The family zoom quiz became a regular feature in everyone’s calendar. Our children haven’t been educated in months but luckily we have been filling their heads with pointless trivia. They’ll not get any GCSE’s but at least they’ll be able to tell you the depth of Lake Tahoe to the nearest millimetre. If Oxford University do a degree in “Disney facts” my daughter will pass with flying colours.

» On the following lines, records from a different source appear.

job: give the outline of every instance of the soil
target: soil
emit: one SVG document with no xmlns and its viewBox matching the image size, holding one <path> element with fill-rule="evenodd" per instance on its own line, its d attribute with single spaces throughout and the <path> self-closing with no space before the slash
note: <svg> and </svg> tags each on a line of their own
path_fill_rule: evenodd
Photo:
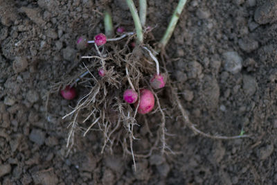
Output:
<svg viewBox="0 0 277 185">
<path fill-rule="evenodd" d="M 251 138 L 215 140 L 193 133 L 175 107 L 166 117 L 168 150 L 148 157 L 118 146 L 101 154 L 91 132 L 66 148 L 77 100 L 48 97 L 54 82 L 80 65 L 80 35 L 104 31 L 102 12 L 133 30 L 121 0 L 0 0 L 0 184 L 277 184 L 277 3 L 188 1 L 166 47 L 166 65 L 190 120 L 206 133 Z M 147 25 L 162 37 L 177 0 L 149 0 Z M 161 100 L 168 101 L 167 87 Z M 79 97 L 80 98 L 80 97 Z M 169 103 L 169 102 L 168 102 Z M 47 112 L 47 114 L 46 114 Z M 150 130 L 159 124 L 147 116 Z M 134 152 L 152 143 L 148 128 Z M 171 152 L 170 152 L 171 151 Z"/>
</svg>

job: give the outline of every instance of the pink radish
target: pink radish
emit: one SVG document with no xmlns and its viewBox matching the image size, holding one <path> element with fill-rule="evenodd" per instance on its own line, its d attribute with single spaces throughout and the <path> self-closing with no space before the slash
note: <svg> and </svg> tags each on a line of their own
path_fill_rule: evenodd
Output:
<svg viewBox="0 0 277 185">
<path fill-rule="evenodd" d="M 140 102 L 138 108 L 138 112 L 141 114 L 147 114 L 151 112 L 155 104 L 155 99 L 151 91 L 146 89 L 141 89 Z M 138 102 L 136 102 L 135 106 L 138 105 Z"/>
<path fill-rule="evenodd" d="M 138 100 L 138 94 L 134 90 L 128 89 L 124 91 L 123 99 L 127 103 L 134 103 Z"/>
<path fill-rule="evenodd" d="M 87 39 L 85 36 L 80 37 L 77 40 L 77 48 L 78 49 L 84 49 L 87 47 Z"/>
<path fill-rule="evenodd" d="M 94 37 L 94 42 L 98 46 L 104 45 L 107 42 L 107 37 L 102 33 L 99 33 Z"/>
<path fill-rule="evenodd" d="M 98 75 L 101 77 L 103 77 L 106 73 L 105 72 L 105 70 L 102 68 L 98 69 Z"/>
<path fill-rule="evenodd" d="M 156 74 L 150 79 L 150 85 L 154 89 L 163 88 L 166 85 L 166 79 L 161 74 Z"/>
<path fill-rule="evenodd" d="M 122 34 L 125 32 L 125 29 L 124 28 L 124 27 L 120 26 L 120 27 L 117 28 L 116 32 Z"/>
<path fill-rule="evenodd" d="M 73 100 L 76 97 L 77 92 L 74 87 L 70 87 L 69 85 L 66 86 L 64 89 L 60 91 L 62 96 L 66 100 Z"/>
</svg>

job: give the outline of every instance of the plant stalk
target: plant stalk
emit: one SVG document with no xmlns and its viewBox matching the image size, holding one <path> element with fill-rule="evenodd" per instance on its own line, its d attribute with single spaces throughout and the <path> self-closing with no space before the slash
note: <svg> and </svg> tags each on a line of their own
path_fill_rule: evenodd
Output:
<svg viewBox="0 0 277 185">
<path fill-rule="evenodd" d="M 144 27 L 146 22 L 147 0 L 139 0 L 139 18 L 141 26 Z"/>
<path fill-rule="evenodd" d="M 168 44 L 168 40 L 170 39 L 186 1 L 187 0 L 179 1 L 177 7 L 173 12 L 166 33 L 160 41 L 161 48 L 164 49 Z"/>
<path fill-rule="evenodd" d="M 136 42 L 138 44 L 142 44 L 143 42 L 143 28 L 141 27 L 141 21 L 139 20 L 138 11 L 136 8 L 136 6 L 134 6 L 133 0 L 126 0 L 126 3 L 131 12 L 131 15 L 132 17 L 133 17 L 134 23 L 134 26 L 136 28 Z"/>
<path fill-rule="evenodd" d="M 107 38 L 114 36 L 114 26 L 111 20 L 111 11 L 107 10 L 104 12 L 105 34 Z"/>
</svg>

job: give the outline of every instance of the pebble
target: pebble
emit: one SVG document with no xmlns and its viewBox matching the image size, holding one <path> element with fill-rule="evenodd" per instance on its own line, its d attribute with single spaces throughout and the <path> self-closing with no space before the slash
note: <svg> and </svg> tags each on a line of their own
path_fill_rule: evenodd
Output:
<svg viewBox="0 0 277 185">
<path fill-rule="evenodd" d="M 10 164 L 1 164 L 0 165 L 0 177 L 8 174 L 12 170 Z"/>
<path fill-rule="evenodd" d="M 55 46 L 56 46 L 56 48 L 57 48 L 57 51 L 60 51 L 60 49 L 62 49 L 62 42 L 60 42 L 60 41 L 57 41 L 57 42 L 55 43 Z"/>
<path fill-rule="evenodd" d="M 38 0 L 37 4 L 43 9 L 46 9 L 49 12 L 53 12 L 53 8 L 57 7 L 58 3 L 55 0 Z"/>
<path fill-rule="evenodd" d="M 42 146 L 44 143 L 45 132 L 39 129 L 33 129 L 29 135 L 29 139 L 38 146 Z"/>
<path fill-rule="evenodd" d="M 11 97 L 6 96 L 4 99 L 4 104 L 6 105 L 12 106 L 15 103 L 15 100 Z"/>
<path fill-rule="evenodd" d="M 12 62 L 12 69 L 15 73 L 24 71 L 28 67 L 28 61 L 26 57 L 16 57 Z"/>
<path fill-rule="evenodd" d="M 35 103 L 39 100 L 39 95 L 37 91 L 34 90 L 30 90 L 27 93 L 26 98 L 30 103 Z"/>
<path fill-rule="evenodd" d="M 244 3 L 244 0 L 235 0 L 235 2 L 238 6 L 240 6 Z"/>
<path fill-rule="evenodd" d="M 256 90 L 257 82 L 255 78 L 248 76 L 243 76 L 243 90 L 247 96 L 253 96 Z"/>
<path fill-rule="evenodd" d="M 277 11 L 277 2 L 268 1 L 255 11 L 254 19 L 259 24 L 266 24 L 272 22 Z"/>
<path fill-rule="evenodd" d="M 259 24 L 254 21 L 249 22 L 248 24 L 248 27 L 249 28 L 250 31 L 254 30 L 256 28 L 257 28 L 259 26 Z"/>
<path fill-rule="evenodd" d="M 42 170 L 32 174 L 35 184 L 55 185 L 57 184 L 59 179 L 53 170 Z"/>
<path fill-rule="evenodd" d="M 53 29 L 48 29 L 46 31 L 46 36 L 52 38 L 53 39 L 55 39 L 57 38 L 57 34 Z"/>
<path fill-rule="evenodd" d="M 247 3 L 249 6 L 252 7 L 256 6 L 256 0 L 247 0 Z"/>
<path fill-rule="evenodd" d="M 193 91 L 190 90 L 184 90 L 183 91 L 183 97 L 187 101 L 191 101 L 193 99 Z"/>
<path fill-rule="evenodd" d="M 0 21 L 7 27 L 11 26 L 12 22 L 19 18 L 15 1 L 0 1 Z M 1 28 L 3 26 L 1 26 Z"/>
<path fill-rule="evenodd" d="M 242 58 L 236 51 L 228 51 L 223 53 L 224 69 L 233 74 L 240 71 L 242 67 Z"/>
<path fill-rule="evenodd" d="M 208 10 L 198 9 L 196 12 L 196 15 L 200 19 L 206 19 L 210 17 L 211 12 Z"/>
<path fill-rule="evenodd" d="M 253 39 L 244 38 L 238 40 L 240 48 L 247 53 L 250 53 L 259 46 L 258 42 Z"/>
<path fill-rule="evenodd" d="M 68 61 L 73 60 L 77 53 L 75 49 L 69 46 L 62 49 L 62 52 L 63 58 Z"/>
</svg>

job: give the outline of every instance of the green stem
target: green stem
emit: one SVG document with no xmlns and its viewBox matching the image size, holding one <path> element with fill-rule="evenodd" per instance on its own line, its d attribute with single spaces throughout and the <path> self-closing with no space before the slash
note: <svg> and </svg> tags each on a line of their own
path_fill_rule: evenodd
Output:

You think you’re popular now, try and organize a Zoom quiz after this pandemic, see how many people are interested then. “No thanks Bryan, we only let you do it because you had the best broadband, we’re off out with our real friends tonight, this is one round you aren’t going to be involved in pal!”

Retail therapy

There are a few people who for them this pandemic has been an unparalleled success. Delivery drivers. I’m not saying I’ve ordered too much online, but the Amazon guy now has his own key.

There have been so many “essential” purchases haven’t there? New trainers. Gallons of fence preserver, Pizza ovens and Chimineas. Can you imagine the conversation I’ll have with my grandchildren in years to come?

“Tell me about the great pandemic of 2020 Grandad.”

“Oh, it was awful son, six weeks we had to wait for that inflatable hot tub and don’t get me started on that rattan patio furniture!”

Homeschooling

People have had very different lockdowns. The people without kids have appreciated the downtime, whereas those with kids have appreciated the teachers.

A lot of things will bounce back after this pandemic, not teacher recruitment though. No-one is going to want to pick that profession, mainly because we have all realised what our own children are actually like.

I never wanted to be a teacher. Let me tell you that there is nothing more humiliating than having to google maths problems aimed at a nine-year-old. Some of the concepts were lost on me, what the hell are Phonics? I think I saw them support the Chemical Brothers at Rock City in the early Nineties!

The new normal

In my last stand up show, “Relax”, I talked about how frenetic the world was and how, because of the pressures of life, humans have forgotten how to relax. Well, I clearly had a direct line to God himself, because along came Corona, and we’ve had three months of sitting on our butts in our jogging bottoms watching boxsets.

In a recent survey, only 10% of Brits were actually looking forward to going back to their old lives. It seems that this pandemic, although terrifying and unprecedented, is nothing compared to the fear of “normality”

This tells me one thing, we were living our lives all wrong. Working endless hours in jobs you could do from home, lives wasted sitting in tin boxes on the A52 listening to Sarah Cox. Meals missed with our children, no time for exercise and no time for each other.

The environment is better, the air is cleaner, the rivers are blue and the birds are singing. Maybe this is the only way we can save the planet? By stopping the human’s living on it.

This is what’s leaving us all so confused. We are all less anxious now, yes we’ve all lost money, the more unfortunate ones amongst us may have even lost our loved ones, but we have all learnt a valuable lesson. We lost sight of what was important and we now need to start making time for ourselves.

Let’s build a new normal, something that improves our quality of life. Although if that involves playing a trumpet, frankly I’d rather we didn’t bother.